Hypothesis

In aged human limbus, chronic oxidative stress converts autophagy from a selective cargo transporter into a bulk degradation system that aberrantly targets PAX6 for lysosomal delivery, creating a functional haploinsufficiency without altering total PAX6 levels. This sequestration occurs via a stress‑induced LC3‑interacting region (LIR) on PAX6 that becomes exposed after ROS‑mediated cysteine oxidation, allowing PAX6 to be captured by autophagosomes and degraded, thereby lowering nuclear PAX6 below the threshold needed to sustain corneal epithelial identity.

Mechanistic Basis

1. Stress‑dependent LIR exposure – UV‑A‑generated ROS oxidize specific cysteines in the PAX6 PAI domain, uncovering a cryptic LIR motif (e.g., WxxL) that binds LC3B with high affinity.
2. Shift in autophagy selectivity – Aged limbal niche shows upregulated lysosomal biogenesis (TFEB nuclear) but downregulated selective autophagy receptors (p62/SQSTM1, NBR1) due to chronic mTORC1 inhibition, favoring bulk autophagosome formation.
3. Functional consequence – Cytoplasmic sequestration reduces nuclear PAX6, diminishing transcription of cornea‑specific keratins (K3, K12) and Notch/Wnt targets, while permitting ectopic skin‑like programs (K10, involucrin).

Experimental Plan

Aim 1: Detect ROS‑dependent PAX6‑LC3 interaction in aged limbal tissue

• Obtain limbal explants from donors <30 years (young) and >60 years (aged).
• Treat ex vivo with H2O2 (100 µM, 1 h) or vehicle.
• Perform proximity ligation assay (PLA) for PAX6‑LC3B and quantify puncta per nucleus.
• Use mass spectrometry to identify oxidized cysteines on PAX6 after UV‑A exposure. Prediction: Aged tissue shows basal PLA signal that increases with H2O2; young tissue shows minimal signal unless stressed.

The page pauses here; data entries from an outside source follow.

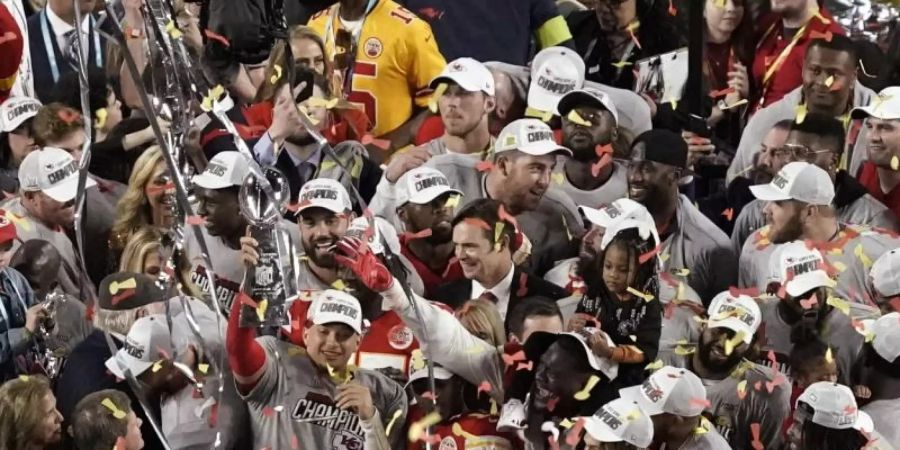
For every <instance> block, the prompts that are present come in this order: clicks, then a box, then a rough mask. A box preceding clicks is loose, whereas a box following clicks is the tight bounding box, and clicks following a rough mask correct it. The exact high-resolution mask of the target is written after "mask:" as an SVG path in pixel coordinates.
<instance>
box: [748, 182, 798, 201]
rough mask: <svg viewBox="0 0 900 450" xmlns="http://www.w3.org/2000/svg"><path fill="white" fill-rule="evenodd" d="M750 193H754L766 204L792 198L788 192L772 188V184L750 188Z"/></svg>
mask: <svg viewBox="0 0 900 450" xmlns="http://www.w3.org/2000/svg"><path fill="white" fill-rule="evenodd" d="M750 192H752V193H753V196H754V197H756V198H758V199H760V200H762V201H764V202H779V201H783V200H790V199H791V196H790V195H788V194H787V193H786V192H784V191H782V190H780V189H777V188H775V187H772V185H770V184H757V185H754V186H750Z"/></svg>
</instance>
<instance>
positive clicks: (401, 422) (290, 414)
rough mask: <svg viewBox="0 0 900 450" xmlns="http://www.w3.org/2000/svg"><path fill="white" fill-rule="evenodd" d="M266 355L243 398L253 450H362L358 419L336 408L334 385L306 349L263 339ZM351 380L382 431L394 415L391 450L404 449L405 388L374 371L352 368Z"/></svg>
mask: <svg viewBox="0 0 900 450" xmlns="http://www.w3.org/2000/svg"><path fill="white" fill-rule="evenodd" d="M257 342H258V343H259V344H260V345H261V346H262V347H263V349H264V350H265V352H266V363H265V366H264V372H263V375H262V378H260V380H259V382H258V383H257V385H256V387H254V388H253V390H252V391H250V393H249V394H247V395H244V396H243V398H244V399H245V400H246V401H247V405H248V407H249V409H250V417H251V423H252V428H253V448H264V447H268V448H271V449H273V450H274V449H291V448H304V449H316V450H362V448H363V444H364V441H365V432H364V431H363V428H362V425H361V423H360V418H359V416H358V415H356V414H355V413H353V412H352V411H347V410H342V409H340V408H338V407H337V406H336V402H335V400H334V399H335V397H336V396H337V386H335V384H334V382H332V381H331V379H330V378H329V377H328V375H327V374H324V373H323V372H322V370H321V369H319V368H317V367H316V366H315V364H314V363H313V362H312V360H311V359H309V357H308V356H307V355H306V352H305V350H303V349H302V348H300V347H297V346H295V345H293V344H289V343H286V342H282V341H278V340H277V339H275V338H273V337H271V336H266V337H262V338H259V339H257ZM354 380H356V381H358V382H360V383H362V384H363V385H365V386H367V387H368V388H369V390H370V391H371V393H372V402H373V404H374V406H375V409H376V410H377V411H378V412H379V415H380V416H381V420H382V421H383V426H385V427H387V424H388V422H390V420H391V418H392V417H393V416H394V414H395V412H396V411H401V413H400V415H399V416H398V417H397V419H396V421H395V422H394V424H395V425H394V428H393V430H392V435H393V437H394V438H395V439H394V440H392V441H391V447H392V448H402V447H403V445H404V444H405V442H404V440H403V439H401V438H400V433H398V432H397V430H399V429H400V428H402V427H400V426H399V425H401V424H404V423H406V413H407V400H406V393H405V392H404V391H403V388H402V387H401V386H400V385H399V384H397V383H395V382H394V381H392V380H391V379H389V378H387V377H386V376H384V375H381V374H380V373H378V372H374V371H371V370H366V369H356V372H355V375H354Z"/></svg>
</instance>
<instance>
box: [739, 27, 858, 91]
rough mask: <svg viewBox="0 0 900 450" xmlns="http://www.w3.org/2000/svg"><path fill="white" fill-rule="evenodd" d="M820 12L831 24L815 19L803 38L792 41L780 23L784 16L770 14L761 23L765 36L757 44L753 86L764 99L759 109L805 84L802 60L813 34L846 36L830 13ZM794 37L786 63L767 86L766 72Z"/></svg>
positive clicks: (760, 27) (754, 69)
mask: <svg viewBox="0 0 900 450" xmlns="http://www.w3.org/2000/svg"><path fill="white" fill-rule="evenodd" d="M819 12H820V15H821V16H823V17H825V18H826V20H828V23H824V22H822V20H821V19H820V18H819V17H818V16H816V17H813V18H812V19H811V20H810V21H809V23H808V24H807V26H806V27H805V29H804V30H803V34H802V35H799V36H792V37H789V38H785V37H784V24H783V23H782V22H781V16H779V15H777V14H770V15H768V16H766V17H764V18H762V20H761V21H760V23H762V26H761V27H760V28H759V29H760V30H762V31H763V34H762V36H761V37H760V38H759V39H758V42H759V43H758V44H757V45H756V56H755V57H754V58H753V71H752V74H751V75H752V76H753V82H754V85H755V86H758V89H759V91H760V92H761V95H762V96H763V97H762V98H761V99H760V101H761V104H760V103H757V105H758V107H765V106H769V105H771V104H772V103H774V102H776V101H778V100H780V99H781V97H784V96H785V94H787V93H788V92H791V91H793V90H794V89H796V88H798V87H800V85H801V84H803V59H804V56H805V54H806V47H807V46H809V42H810V41H811V40H812V35H813V34H825V33H828V32H831V33H832V34H845V33H844V29H843V28H841V26H840V25H838V24H837V22H835V21H834V19H833V18H832V17H831V14H829V13H828V12H827V11H825V10H824V9H820V10H819ZM794 37H797V43H796V44H795V45H794V47H793V48H792V49H791V50H790V52H789V53H788V54H787V56H786V58H785V59H784V62H783V63H782V64H781V65H780V66H778V67H777V68H776V69H775V71H774V72H773V74H772V76H771V79H770V80H769V82H768V84H766V83H764V82H763V78H764V77H765V74H766V71H767V70H769V68H770V67H771V66H772V64H774V63H775V61H776V60H777V59H778V56H779V55H781V53H782V51H784V50H785V49H786V48H787V47H788V46H789V45H790V44H791V42H793V41H794Z"/></svg>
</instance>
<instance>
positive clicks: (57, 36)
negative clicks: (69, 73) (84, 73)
mask: <svg viewBox="0 0 900 450" xmlns="http://www.w3.org/2000/svg"><path fill="white" fill-rule="evenodd" d="M79 1H80V4H79V6H80V8H81V14H82V16H83V20H84V21H83V23H82V25H81V27H82V30H84V31H88V35H87V39H86V40H85V41H86V42H87V45H86V46H85V50H88V49H89V51H88V52H86V53H87V55H86V56H85V57H86V58H87V60H88V66H89V67H91V66H92V67H96V68H98V69H103V68H104V65H105V61H104V59H105V56H106V51H105V39H103V38H101V36H100V34H99V33H97V31H96V30H95V29H94V28H95V27H96V26H97V19H96V17H94V16H92V15H91V14H90V13H91V12H92V11H94V8H95V7H96V5H97V0H79ZM109 26H111V24H110V23H109V22H106V25H104V28H107V27H109ZM75 31H76V29H75V5H74V3H73V2H72V0H47V6H46V7H44V9H43V10H42V11H40V12H38V13H36V14H32V15H31V17H29V18H28V45H29V49H30V51H31V66H32V69H33V74H34V90H35V94H36V95H37V97H38V99H40V100H41V101H42V102H44V103H47V102H49V101H50V95H51V94H52V92H53V86H54V85H55V84H56V82H57V80H59V78H60V77H61V76H62V75H65V74H67V73H69V72H73V71H75V68H76V67H77V66H76V64H77V63H78V57H77V56H76V55H77V53H76V50H75V49H76V47H75V45H74V42H75V39H77V36H78V33H76V32H75Z"/></svg>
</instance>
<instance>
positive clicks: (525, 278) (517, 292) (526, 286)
mask: <svg viewBox="0 0 900 450" xmlns="http://www.w3.org/2000/svg"><path fill="white" fill-rule="evenodd" d="M527 280H528V276H527V275H526V274H525V272H522V274H521V275H520V276H519V290H517V291H516V295H517V296H518V297H519V298H522V297H525V296H526V295H528V286H526V285H525V282H526V281H527Z"/></svg>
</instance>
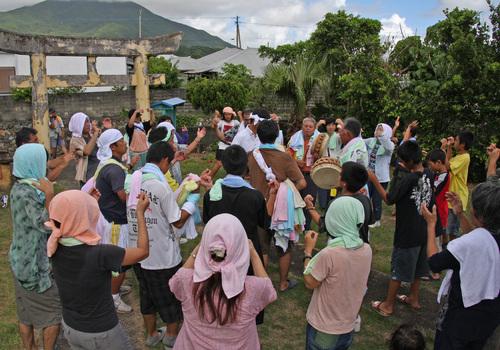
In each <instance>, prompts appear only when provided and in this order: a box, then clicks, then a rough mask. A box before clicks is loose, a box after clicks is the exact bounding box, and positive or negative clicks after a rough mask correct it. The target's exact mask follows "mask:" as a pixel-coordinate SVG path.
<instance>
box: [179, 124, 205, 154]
mask: <svg viewBox="0 0 500 350" xmlns="http://www.w3.org/2000/svg"><path fill="white" fill-rule="evenodd" d="M206 134H207V131H206V130H205V128H198V131H197V132H196V138H195V139H194V140H193V142H191V143H190V144H189V145H188V146H187V148H186V151H185V152H184V154H185V155H186V156H187V155H188V154H190V153H192V152H193V151H194V150H195V149H196V147H198V145H199V144H200V142H201V140H202V139H203V138H204V137H205V135H206Z"/></svg>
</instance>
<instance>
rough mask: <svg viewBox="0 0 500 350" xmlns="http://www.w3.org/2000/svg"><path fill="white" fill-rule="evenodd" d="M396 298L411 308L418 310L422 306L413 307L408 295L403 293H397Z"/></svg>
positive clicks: (412, 305)
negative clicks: (410, 303)
mask: <svg viewBox="0 0 500 350" xmlns="http://www.w3.org/2000/svg"><path fill="white" fill-rule="evenodd" d="M396 299H398V301H399V302H400V303H401V304H404V305H407V306H409V307H411V308H412V309H413V310H416V311H417V310H420V309H421V308H422V307H414V306H413V305H411V304H410V297H409V296H408V295H404V294H398V295H396Z"/></svg>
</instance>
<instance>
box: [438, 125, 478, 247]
mask: <svg viewBox="0 0 500 350" xmlns="http://www.w3.org/2000/svg"><path fill="white" fill-rule="evenodd" d="M473 140H474V136H473V135H472V133H471V132H470V131H462V132H461V133H460V134H458V136H457V137H452V136H450V137H448V138H447V139H442V140H441V149H442V150H443V151H445V152H446V167H447V168H448V170H449V171H450V174H451V182H450V192H454V193H456V194H458V196H459V197H460V200H461V201H462V206H463V208H464V210H465V209H466V208H467V203H468V201H469V189H468V188H467V175H468V173H469V164H470V155H469V149H470V147H471V146H472V141H473ZM453 148H454V149H455V152H456V154H455V156H454V157H452V153H453ZM448 208H449V212H448V226H447V230H446V233H447V234H448V235H449V236H450V240H452V239H454V238H457V237H458V236H460V220H459V218H458V216H457V215H456V213H455V212H454V211H453V209H452V208H451V206H450V205H448Z"/></svg>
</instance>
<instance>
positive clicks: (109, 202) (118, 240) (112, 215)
mask: <svg viewBox="0 0 500 350" xmlns="http://www.w3.org/2000/svg"><path fill="white" fill-rule="evenodd" d="M97 147H99V149H98V151H97V158H98V159H99V160H100V161H101V162H100V164H99V167H98V168H97V170H96V173H95V175H94V179H95V187H96V188H97V190H99V192H100V193H101V197H100V198H99V201H98V203H99V209H100V210H101V213H102V215H103V216H104V218H105V219H106V221H108V223H109V232H110V234H109V243H111V244H114V245H117V246H119V247H121V248H127V242H128V225H127V206H126V201H127V195H126V193H125V177H126V175H127V168H126V167H125V166H124V165H123V164H122V163H121V159H122V157H123V155H124V154H126V152H127V144H126V143H125V140H124V139H123V135H122V134H121V132H120V131H119V130H117V129H108V130H106V131H104V132H103V133H102V134H101V136H100V137H99V139H98V140H97ZM103 240H104V237H103ZM127 269H128V268H127V267H122V271H119V272H120V274H119V275H118V276H117V277H113V279H112V281H111V293H112V294H113V299H114V302H115V307H116V311H117V312H118V313H126V312H131V311H132V308H131V307H130V306H129V305H127V304H125V302H124V301H123V300H122V299H121V297H120V287H121V284H122V283H123V280H124V279H125V271H126V270H127ZM128 292H130V289H129V288H122V293H123V294H124V293H128Z"/></svg>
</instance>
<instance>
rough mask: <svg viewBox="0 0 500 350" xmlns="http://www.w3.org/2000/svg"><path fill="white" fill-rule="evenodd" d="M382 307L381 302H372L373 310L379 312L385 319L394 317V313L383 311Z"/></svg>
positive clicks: (381, 302)
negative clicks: (392, 314)
mask: <svg viewBox="0 0 500 350" xmlns="http://www.w3.org/2000/svg"><path fill="white" fill-rule="evenodd" d="M380 305H382V302H381V301H372V302H371V307H372V309H373V310H375V312H377V313H378V314H379V315H380V316H384V317H389V316H392V312H391V313H389V312H387V311H384V310H382V309H381V308H380Z"/></svg>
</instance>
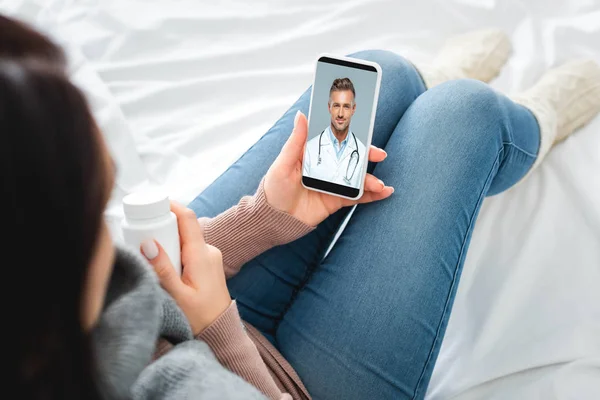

Aim 2: Test whether blocking PAX6 LIR rescues nuclear PAX6 and stemness

• Introduce a cell‑penetrant peptide mimicking the PAX6 LIR (WxxL) to competitively inhibit LC3 binding, or express PAX6‑LIR mutant (W→A) via lentivirus in aged explants.
• Measure nuclear vs cytoplasmic PAX6 by immunofluorescence and subcellular fractionation.
• Assess colony‑forming efficiency (CFE) and expression of corneal keratins (K3/K12) versus epidermal markers (K10). Prediction: LIR blockade restores nuclear PAX6 to young‑like levels and doubles CFE in aged explants without changing total PAX6 protein.

Aim 3: Determine if modulating autophagy flux alters the siege phenotype

• Treat aged explants with rapamycin (mTORC1 inhibitor) to induce bulk autophagy, or with Torin1 plus lysosomal inhibitor chloroquine to block flux.
• Alternatively, overexpress TFEB to increase lysosomal biogenesis while adding the LIR peptide to enforce selectivity.
• Readouts: LC3‑II turnover (Western blot), PAX6‑LC3 PLA, CFE. Prediction: Bulk autophagy induction worsens PAX6 mislocalization and reduces CFE; enhancing lysosomal capacity while preserving selective receptor activity (via LIR peptide) rescues phenotype.

Falsifiability

If aged limbal tissue shows no ROS‑dependent PAX6‑LC3 interaction, or if blocking the LIR fails to restore nuclear PAX6 and CFE despite confirmed peptide delivery, the hypothesis is refuted. Conversely, rescue of nuclear PAX6 and function by LIR blockade would support autophagy as a siege‑mode rationing system that selectively consumes a key transcription factor, offering a reversible target for rejuvenating aged limbal stem cells.